Uniform convergence and a posteriori error estimation for assumed stress hybrid finite element methods

• Published in: Computer methods in applied mechanics and engineering Vol. 200; no. 29; pp. 2421 - 2433
• Main Authors: Yu, Guozhu, Xie, Xiaoping, Carstensen, Carsten
• Format: Journal Article
• Language: English
• Published: Kidlington Elsevier B.V 01.07.2011; Elsevier
• Subjects: A posteriori estimator; Assumed stress hybrid method; Displacement; Errors; Exact sciences and technology; Finite element; Finite element method; Fundamental areas of phenomenology (including applications); Hellinger–Reissner principle; INT; Mathematical analysis; Mathematical models; Physics; Poisson-locking; Quadrilaterals; Solid mechanics; Static elasticity (thermoelasticity...); Stresses; Structural and continuum mechanics; Hellinger–Reissner principle; Assumed stress hybrid method; Poisson-locking; A posteriori estimator; Finite element; Quadrilateral finite element; Isoparametric finite element; Error bound; Large displacement; Experimental study; Modeling; Optimization; Finite element method; Hellinger Reissner model; A posteriori estimation; A priori estimation; Variational calculus; Hybrid finite element; Hellinger-Reissner principle
• ISSN: 0045-7825; 1879-2138
• DOI: 10.1016/j.cma.2011.03.018

Assumed stress hybrid methods are known to improve the performance of standard displacement-based finite elements and are widely used in computational mechanics.
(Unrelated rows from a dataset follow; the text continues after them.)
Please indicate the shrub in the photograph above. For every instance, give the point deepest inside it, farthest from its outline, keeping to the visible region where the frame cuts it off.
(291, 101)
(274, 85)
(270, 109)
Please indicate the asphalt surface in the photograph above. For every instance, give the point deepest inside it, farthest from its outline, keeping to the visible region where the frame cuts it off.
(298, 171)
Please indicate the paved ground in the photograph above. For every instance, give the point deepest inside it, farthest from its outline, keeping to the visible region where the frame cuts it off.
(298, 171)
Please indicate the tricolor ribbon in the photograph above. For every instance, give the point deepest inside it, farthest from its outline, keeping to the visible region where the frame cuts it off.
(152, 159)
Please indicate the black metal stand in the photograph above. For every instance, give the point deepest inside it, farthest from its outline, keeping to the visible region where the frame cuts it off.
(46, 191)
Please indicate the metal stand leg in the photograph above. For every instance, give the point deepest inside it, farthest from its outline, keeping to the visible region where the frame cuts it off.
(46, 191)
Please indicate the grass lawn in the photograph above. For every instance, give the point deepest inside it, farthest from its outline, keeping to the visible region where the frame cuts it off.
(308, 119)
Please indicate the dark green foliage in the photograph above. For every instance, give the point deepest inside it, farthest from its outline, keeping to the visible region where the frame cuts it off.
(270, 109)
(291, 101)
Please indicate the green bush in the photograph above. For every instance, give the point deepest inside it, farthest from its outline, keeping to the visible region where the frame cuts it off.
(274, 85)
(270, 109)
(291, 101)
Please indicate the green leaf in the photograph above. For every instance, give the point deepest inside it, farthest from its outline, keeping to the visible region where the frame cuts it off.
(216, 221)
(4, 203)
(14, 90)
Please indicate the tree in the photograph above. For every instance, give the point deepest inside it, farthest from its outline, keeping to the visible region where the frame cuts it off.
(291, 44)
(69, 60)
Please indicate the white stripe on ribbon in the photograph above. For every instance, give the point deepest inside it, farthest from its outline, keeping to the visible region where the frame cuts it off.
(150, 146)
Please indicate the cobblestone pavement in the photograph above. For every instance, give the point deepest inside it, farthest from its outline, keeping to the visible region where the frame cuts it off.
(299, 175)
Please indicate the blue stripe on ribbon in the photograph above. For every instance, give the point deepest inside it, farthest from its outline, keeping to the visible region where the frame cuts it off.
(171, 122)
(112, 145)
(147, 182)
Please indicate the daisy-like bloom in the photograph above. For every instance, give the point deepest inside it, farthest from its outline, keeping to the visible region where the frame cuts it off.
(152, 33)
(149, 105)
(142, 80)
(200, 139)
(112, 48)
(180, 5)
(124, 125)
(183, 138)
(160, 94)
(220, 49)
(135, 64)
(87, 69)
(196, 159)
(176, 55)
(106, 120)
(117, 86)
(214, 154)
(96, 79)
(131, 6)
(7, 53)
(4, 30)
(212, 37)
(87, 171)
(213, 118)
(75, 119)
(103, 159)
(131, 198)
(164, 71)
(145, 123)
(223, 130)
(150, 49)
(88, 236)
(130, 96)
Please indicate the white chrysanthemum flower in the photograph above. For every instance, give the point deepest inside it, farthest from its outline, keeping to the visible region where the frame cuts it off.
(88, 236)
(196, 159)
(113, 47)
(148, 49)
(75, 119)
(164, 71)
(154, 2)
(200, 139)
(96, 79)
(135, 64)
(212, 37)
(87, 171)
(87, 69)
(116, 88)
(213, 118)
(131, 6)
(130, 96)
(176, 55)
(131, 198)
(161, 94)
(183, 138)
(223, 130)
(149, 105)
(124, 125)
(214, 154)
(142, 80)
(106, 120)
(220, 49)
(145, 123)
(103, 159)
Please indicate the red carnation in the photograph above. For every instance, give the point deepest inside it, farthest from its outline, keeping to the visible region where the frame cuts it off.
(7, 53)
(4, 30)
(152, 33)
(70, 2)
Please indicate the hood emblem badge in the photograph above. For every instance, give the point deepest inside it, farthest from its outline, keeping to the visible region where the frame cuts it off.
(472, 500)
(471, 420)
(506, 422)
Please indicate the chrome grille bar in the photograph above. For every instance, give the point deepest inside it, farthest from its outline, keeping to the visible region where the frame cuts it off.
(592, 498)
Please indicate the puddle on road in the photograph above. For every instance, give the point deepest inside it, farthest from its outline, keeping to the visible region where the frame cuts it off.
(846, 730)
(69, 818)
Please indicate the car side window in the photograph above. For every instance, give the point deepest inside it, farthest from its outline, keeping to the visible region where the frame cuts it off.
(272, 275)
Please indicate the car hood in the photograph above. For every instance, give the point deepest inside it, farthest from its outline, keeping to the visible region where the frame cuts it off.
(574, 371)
The methods are based on the Hellinger–Reissner variational principle for the displacement and stress variables. This work analyzes two existing 4-node hybrid stress quadrilateral elements due to Pian and Sumihara [T.H.H. Pian, K. Sumihara, Rational approach for assumed stress finite elements, Int. J. Numer. Methods Engrg. 20 (9) (1984) 1685–1695] and due to Xie and Zhou [X.P. Xie, T.X. Zhou, Optimization of stress modes by energy compatibility for 4-node hybrid quadrilaterals, Int. J. Numer. Methods Engrg. 59 (2004) 293–313], which behave robustly in numerical benchmark tests. For the finite elements, the isoparametric bilinear interpolation is used for the displacement approximation, while different piecewise-independent 5-parameter modes are employed for the stress approximation. We show that the two schemes are free from Poisson-locking, in the sense that the error bound in the a priori estimate is independent of the relevant Lamé constant λ. We also establish the equivalence of the methods to two assumed enhanced strain schemes. Finally, we derive reliable and efficient residual-based a posteriori error estimators for the stress in L 2-norm and the displacement in H 1-norm, and verify the theoretical results by some numerical experiments.